Die momentane Situation ist eine grössere Herausforderung als Ferien. Mein Mann geht tagsüber arbeiten und somit habe ich viel Zeit zu Hause, wirklich zu Hause. Im Moment meistere ich die Situation noch ziemlich gut. Mein Beruf ermöglicht es mir von zu Hause aus sehr aktiv zu sein und viel Kontakt mit anderen Menschen zu haben. Morgens stehe ich mit meinem Mann auf, dusche, frisiere und schminke mich und ziehe mich an. Im Moment scheint mir eine Struktur während des Tages sehr wichtig zu sein. Zum Glück leben wir in der heutigen Zeit. Die Videotelefonie ist meine persönliche Rettung. Für mich ist es überhaupt nicht dasselbe wie telefonieren. Die Menschen sehen zu können ist noch wohltuender. Sobald ich merke, dass ich mich einsam fühle, rufe ich jemanden an. Anfangs hat es ein wenig Überwindung gekostet, inzwischen fällt es mir leicht. Zu Mittag esse ich meisten mit meinen Eltern, über eine Videokonferenz mit dem Programm Zoom. Vor Corona habe ich meine Eltern nicht so oft gesprochen. Ich geniesse den regelmässigen Kontakt mit ihnen. .

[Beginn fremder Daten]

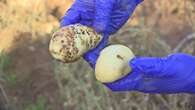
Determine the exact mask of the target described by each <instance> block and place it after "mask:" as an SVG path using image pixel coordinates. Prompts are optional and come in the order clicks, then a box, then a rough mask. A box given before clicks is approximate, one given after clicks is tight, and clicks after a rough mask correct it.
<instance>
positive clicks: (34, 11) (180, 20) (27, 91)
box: [0, 0, 195, 110]
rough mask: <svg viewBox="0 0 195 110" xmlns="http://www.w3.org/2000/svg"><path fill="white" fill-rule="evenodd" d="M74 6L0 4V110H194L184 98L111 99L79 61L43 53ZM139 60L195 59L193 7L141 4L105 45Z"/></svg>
mask: <svg viewBox="0 0 195 110" xmlns="http://www.w3.org/2000/svg"><path fill="white" fill-rule="evenodd" d="M72 2H73V0H0V110H193V109H195V107H194V106H195V101H194V96H193V95H189V94H174V95H165V94H143V93H139V92H125V93H124V92H123V93H113V92H111V91H110V90H108V89H107V88H105V87H104V86H103V85H102V84H101V83H100V82H98V81H96V79H95V77H94V72H93V70H92V69H91V68H90V67H89V66H88V64H87V63H86V62H85V61H84V60H83V59H81V60H79V61H78V62H75V63H73V64H61V63H59V62H57V61H55V60H53V59H52V58H51V56H50V54H49V53H48V43H49V40H50V37H51V34H52V32H53V31H54V30H55V29H56V28H58V27H59V21H60V19H61V18H62V16H63V15H64V13H65V12H66V10H67V9H68V8H69V7H70V6H71V4H72ZM110 43H121V44H125V45H127V46H129V47H130V48H132V49H133V51H134V52H135V54H136V55H140V56H165V55H168V54H170V53H173V52H186V53H189V54H193V55H195V1H194V0H145V1H144V2H143V3H142V4H141V5H139V6H138V7H137V9H136V11H135V12H134V14H133V16H132V17H131V18H130V19H129V21H128V23H127V24H126V25H125V26H124V27H123V28H122V29H121V30H120V31H119V32H118V33H117V34H115V35H113V36H112V37H111V39H110Z"/></svg>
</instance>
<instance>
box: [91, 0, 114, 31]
mask: <svg viewBox="0 0 195 110" xmlns="http://www.w3.org/2000/svg"><path fill="white" fill-rule="evenodd" d="M115 1H116V0H95V18H94V24H93V27H94V28H95V29H96V31H97V32H99V33H106V32H105V30H106V28H107V26H108V23H109V22H110V18H111V13H112V10H113V5H114V2H115Z"/></svg>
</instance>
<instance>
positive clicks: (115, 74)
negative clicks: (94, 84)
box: [95, 44, 134, 83]
mask: <svg viewBox="0 0 195 110" xmlns="http://www.w3.org/2000/svg"><path fill="white" fill-rule="evenodd" d="M132 58H134V54H133V52H132V51H131V49H129V48H128V47H126V46H124V45H119V44H117V45H111V46H108V47H106V48H105V49H103V50H102V51H101V53H100V56H99V58H98V59H97V62H96V67H95V76H96V79H97V80H99V81H101V82H103V83H110V82H114V81H116V80H118V79H120V78H122V77H123V76H125V75H127V74H128V73H129V72H131V67H130V66H129V64H128V63H129V61H130V60H131V59H132Z"/></svg>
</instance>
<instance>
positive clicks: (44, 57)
mask: <svg viewBox="0 0 195 110" xmlns="http://www.w3.org/2000/svg"><path fill="white" fill-rule="evenodd" d="M15 41H16V42H17V43H16V44H15V45H14V47H15V48H14V49H13V50H12V51H11V52H10V53H9V55H10V56H11V59H12V60H11V61H12V64H11V67H10V70H9V71H11V72H14V73H15V74H16V78H17V82H16V85H15V86H12V87H8V88H7V92H8V96H9V98H10V100H11V103H13V104H14V106H16V107H17V108H15V109H16V110H22V109H23V107H25V106H26V105H29V104H31V103H33V101H34V102H35V101H36V99H37V98H38V97H39V96H44V97H45V98H46V100H47V103H48V107H50V108H51V109H52V110H62V106H63V103H62V101H61V100H60V96H59V93H58V92H59V90H58V86H57V84H56V80H55V79H54V74H53V70H52V69H53V68H52V59H51V57H50V54H49V53H48V38H45V39H39V40H37V41H34V42H31V34H30V33H20V34H19V35H18V36H16V37H15Z"/></svg>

An Tagen, an denen ich weniger zu tun habe, beginnen meine Gedanken zu kreisen. Mich an solchen Tagen nicht runterziehen zu lassen ist anstrengend. Dass die momentane Situation auch noch verunsichert ist dabei nicht hilfreich. Ich sorge mich um meine Eltern und um meinen Mann, der sich täglich einem Risiko aussetzen muss. Wir gehören nicht zur Risikogruppe, aber das alleine gibt mir noch keine Ruhe. Wie geht es weiter? Wann wird es vorüber sein? 

Die Welt scheint gerade kein schöner Ort zu sein. Nach wie vor hätte ich gerne Kinder gehabt. Aber seit längerem überlege ich mir, ob ich meinen Kindern wirklich eine solche Welt zumuten könnte? Die Ozeane und Gewässer sind verschmutzt, die Korallenriffe sterben, es wird enger, Insekten sterben, Lebensmittel sind belastet, usw. Das schöne in der Welt und in meinem Leben kann ich sehen und geniessen und doch mache ich mir viele Gedanken um unsere Welt... und jetzt noch eine Pandemie! Wie ergeht es wohl Eltern? Welche Gedanken machen sie sich?